The COVID pandemic put an intriguing veil over our recent Thanksgiving festivities.
But no more than has been over the rest of the year. Our son and daughter and her girls were here. We were crazy busy baking, and in that regard, it was blessedly normal. The nine-year-old asked if we had friends coming over. When I said no, she asked why not. I responded, “Because of COVID.” She looked thoughtful, nodded, and said, “Oh, yeah, COVID.”
One word has come to define so much.
Despite recent, traumatic life events and not having friends join us this Thanksgiving, this isn’t a woeful tale.
Yes, we very much missed sharing food and conversation with friends. However, staying grateful for what we do have kept our spirits mostly positive. In keeping with this year of change, we enjoyed slow-roasted lamb;
stuffing; buttery, sautéed delicata; tri-color coined carrots; and whole wheat bread.
I truncated the dessert menu to one cherry pie and sugar cookies the girls had cut out, decorated, and baked earlier in the afternoon.
The planned cheesecake did not get baked in time for dessert.
Through the afternoon, it stood sentry on the counter, ready to go in the oven. Who knew two little girls could take an entire afternoon baking and decorating sugar cookies? However, those who love Sophie’s Choice New York cheesecake agreed that it would make the perfect breakfast food.
Since the first Thanksgiving following my father’s passing, I have grown accustomed to unusual Thanksgivings. That Thanksgiving, my mother invited fourteen people who also had no one with whom to share this special meal. A freak wet and heavy snowstorm rolled in as we were eating. I can remember Boyd Richards later navigating the hill several times to make sure some of the older drivers had a safe ride home.

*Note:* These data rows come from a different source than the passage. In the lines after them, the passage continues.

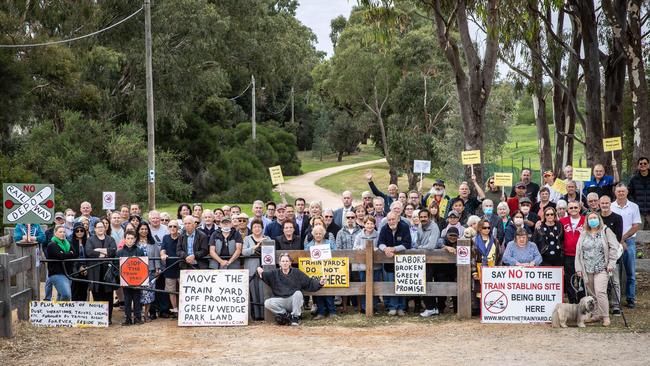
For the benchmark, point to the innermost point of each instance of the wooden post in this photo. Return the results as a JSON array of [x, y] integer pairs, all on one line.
[[464, 286], [370, 280]]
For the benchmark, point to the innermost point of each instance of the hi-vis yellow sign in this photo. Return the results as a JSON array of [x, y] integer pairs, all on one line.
[[276, 175], [612, 144], [471, 157]]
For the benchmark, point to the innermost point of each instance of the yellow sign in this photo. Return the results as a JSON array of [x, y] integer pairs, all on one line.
[[471, 157], [503, 179], [276, 175], [582, 174], [336, 270], [559, 186], [612, 144]]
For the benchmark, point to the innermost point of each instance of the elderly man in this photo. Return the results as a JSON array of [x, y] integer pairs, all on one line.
[[339, 214], [393, 238], [286, 284]]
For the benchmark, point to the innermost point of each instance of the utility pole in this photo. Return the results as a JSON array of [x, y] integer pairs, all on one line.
[[253, 105], [151, 157]]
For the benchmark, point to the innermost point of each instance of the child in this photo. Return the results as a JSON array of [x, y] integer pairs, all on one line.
[[131, 295]]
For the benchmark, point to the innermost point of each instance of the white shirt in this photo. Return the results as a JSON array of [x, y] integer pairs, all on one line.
[[630, 213]]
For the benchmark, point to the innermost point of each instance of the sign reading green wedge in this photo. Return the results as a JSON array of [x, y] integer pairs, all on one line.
[[26, 203]]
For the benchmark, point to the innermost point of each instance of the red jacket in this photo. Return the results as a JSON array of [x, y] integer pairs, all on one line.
[[571, 236]]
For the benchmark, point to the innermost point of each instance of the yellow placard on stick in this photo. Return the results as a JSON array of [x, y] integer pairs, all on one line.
[[276, 175], [582, 174], [335, 270], [612, 144], [471, 157], [503, 179]]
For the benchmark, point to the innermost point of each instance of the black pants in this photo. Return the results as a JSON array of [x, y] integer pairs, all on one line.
[[105, 296], [569, 270], [132, 303]]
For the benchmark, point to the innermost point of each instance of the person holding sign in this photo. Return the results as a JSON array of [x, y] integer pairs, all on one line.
[[286, 284]]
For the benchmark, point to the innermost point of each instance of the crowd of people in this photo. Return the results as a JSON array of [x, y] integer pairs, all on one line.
[[589, 230]]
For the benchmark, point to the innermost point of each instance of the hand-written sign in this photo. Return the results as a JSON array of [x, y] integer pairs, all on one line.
[[276, 175], [134, 271], [335, 270], [520, 294], [213, 297], [471, 157], [410, 274], [69, 314]]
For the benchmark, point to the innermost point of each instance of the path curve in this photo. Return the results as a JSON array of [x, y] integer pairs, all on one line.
[[304, 186]]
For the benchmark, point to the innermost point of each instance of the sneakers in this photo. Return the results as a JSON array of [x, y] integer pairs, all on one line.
[[427, 313]]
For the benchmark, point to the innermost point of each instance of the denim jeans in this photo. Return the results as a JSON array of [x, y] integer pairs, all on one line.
[[629, 263], [394, 302], [63, 287]]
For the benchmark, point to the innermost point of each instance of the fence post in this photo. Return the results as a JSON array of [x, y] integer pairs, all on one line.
[[370, 280], [464, 285]]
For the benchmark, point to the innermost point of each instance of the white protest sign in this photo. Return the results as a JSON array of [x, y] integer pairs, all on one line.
[[69, 314], [108, 200], [320, 252], [462, 255], [422, 166], [216, 297], [410, 274], [520, 294], [268, 255]]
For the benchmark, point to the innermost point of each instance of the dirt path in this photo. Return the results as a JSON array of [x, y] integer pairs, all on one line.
[[305, 185]]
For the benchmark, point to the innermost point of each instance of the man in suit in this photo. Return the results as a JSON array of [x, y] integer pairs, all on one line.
[[192, 246], [339, 214]]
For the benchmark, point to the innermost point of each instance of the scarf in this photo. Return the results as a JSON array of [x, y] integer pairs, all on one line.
[[63, 244]]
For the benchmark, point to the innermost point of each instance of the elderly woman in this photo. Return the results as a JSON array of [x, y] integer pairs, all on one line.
[[596, 255], [522, 252], [253, 248], [324, 303]]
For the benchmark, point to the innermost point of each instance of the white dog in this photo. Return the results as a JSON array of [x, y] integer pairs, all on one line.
[[573, 313]]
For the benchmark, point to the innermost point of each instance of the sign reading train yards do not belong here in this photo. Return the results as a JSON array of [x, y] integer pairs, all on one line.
[[520, 294], [213, 298]]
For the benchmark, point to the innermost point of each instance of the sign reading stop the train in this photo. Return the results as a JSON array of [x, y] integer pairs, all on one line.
[[25, 203]]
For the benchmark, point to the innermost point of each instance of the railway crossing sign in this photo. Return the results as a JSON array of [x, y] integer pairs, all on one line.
[[26, 203]]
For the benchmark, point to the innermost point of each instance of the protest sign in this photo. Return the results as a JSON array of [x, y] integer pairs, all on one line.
[[520, 294], [216, 297], [471, 157], [335, 270], [134, 271], [69, 314], [320, 252], [410, 271]]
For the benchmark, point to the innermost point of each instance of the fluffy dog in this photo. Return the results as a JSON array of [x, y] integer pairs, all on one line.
[[573, 313]]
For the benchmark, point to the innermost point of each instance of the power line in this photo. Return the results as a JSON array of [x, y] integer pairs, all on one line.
[[71, 39]]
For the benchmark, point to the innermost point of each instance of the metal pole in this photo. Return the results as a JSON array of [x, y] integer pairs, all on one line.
[[151, 157]]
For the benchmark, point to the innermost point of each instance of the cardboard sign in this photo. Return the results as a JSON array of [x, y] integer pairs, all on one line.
[[268, 255], [276, 175], [335, 270], [217, 297], [582, 174], [26, 203], [134, 271], [471, 157], [410, 274], [108, 200], [421, 166], [69, 314], [612, 144], [320, 252], [463, 255], [503, 179], [520, 294]]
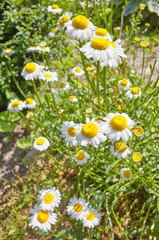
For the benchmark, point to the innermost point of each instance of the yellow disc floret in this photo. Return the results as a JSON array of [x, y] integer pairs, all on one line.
[[90, 130], [80, 22], [100, 43], [121, 147], [15, 103], [63, 20], [101, 32], [30, 67], [118, 123], [77, 207], [135, 90], [124, 82], [29, 101], [80, 155], [90, 216], [71, 131], [40, 141], [42, 216], [49, 197]]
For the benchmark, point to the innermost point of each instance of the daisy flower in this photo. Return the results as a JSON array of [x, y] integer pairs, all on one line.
[[81, 157], [54, 8], [31, 71], [105, 51], [102, 32], [124, 84], [79, 28], [126, 173], [135, 92], [31, 49], [73, 98], [30, 103], [68, 130], [15, 106], [42, 219], [49, 199], [121, 150], [63, 86], [42, 49], [91, 133], [138, 131], [76, 208], [64, 19], [41, 144], [49, 76], [77, 71], [118, 125], [91, 218]]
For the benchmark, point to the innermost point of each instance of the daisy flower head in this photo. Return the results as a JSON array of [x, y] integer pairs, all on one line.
[[41, 50], [138, 131], [126, 173], [77, 71], [91, 133], [76, 208], [54, 8], [49, 199], [79, 28], [42, 219], [30, 103], [135, 92], [81, 157], [41, 144], [15, 105], [73, 99], [102, 32], [64, 19], [63, 86], [49, 76], [31, 71], [121, 150], [68, 130], [91, 218], [117, 126], [124, 84]]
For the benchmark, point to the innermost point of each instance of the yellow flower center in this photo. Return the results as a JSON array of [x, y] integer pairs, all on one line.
[[29, 101], [80, 22], [135, 90], [49, 197], [78, 70], [90, 216], [30, 67], [72, 97], [40, 141], [121, 147], [63, 20], [47, 75], [118, 123], [80, 155], [101, 32], [90, 130], [62, 85], [124, 82], [138, 131], [136, 157], [77, 207], [55, 6], [42, 216], [71, 131], [15, 103], [127, 173]]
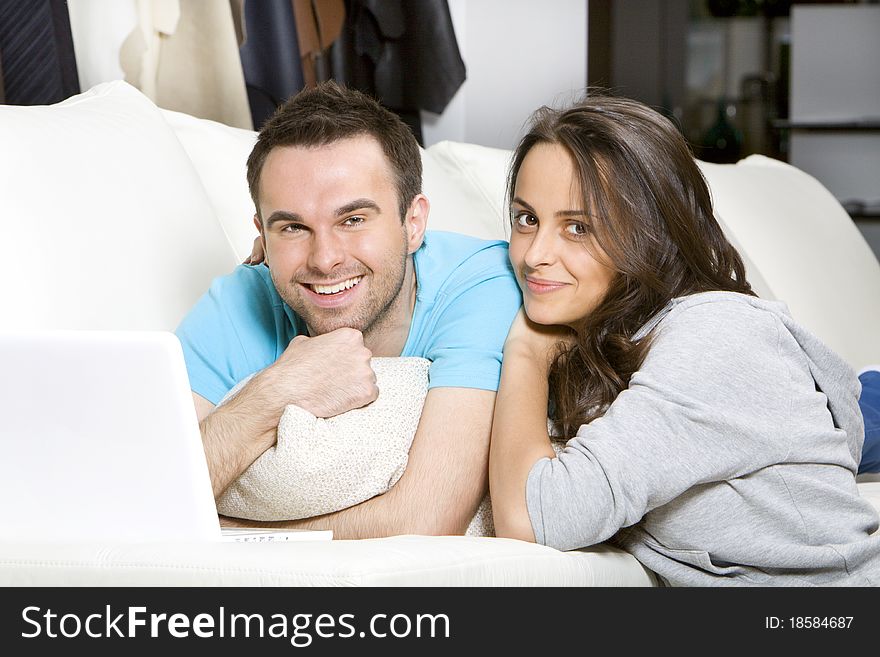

As the years have moved on, I don’t think I have ever experienced two Thanksgiving gatherings that were the same year after year. Some traditions have dropped off, and others have evolved. I am blessed never to be alone, cold, or hungry.
The most crucial tradition remains constant.
We say grace and express gratitude for our positive abundance in all directions, remembering that abundance is not having more than we need; it is having what we need.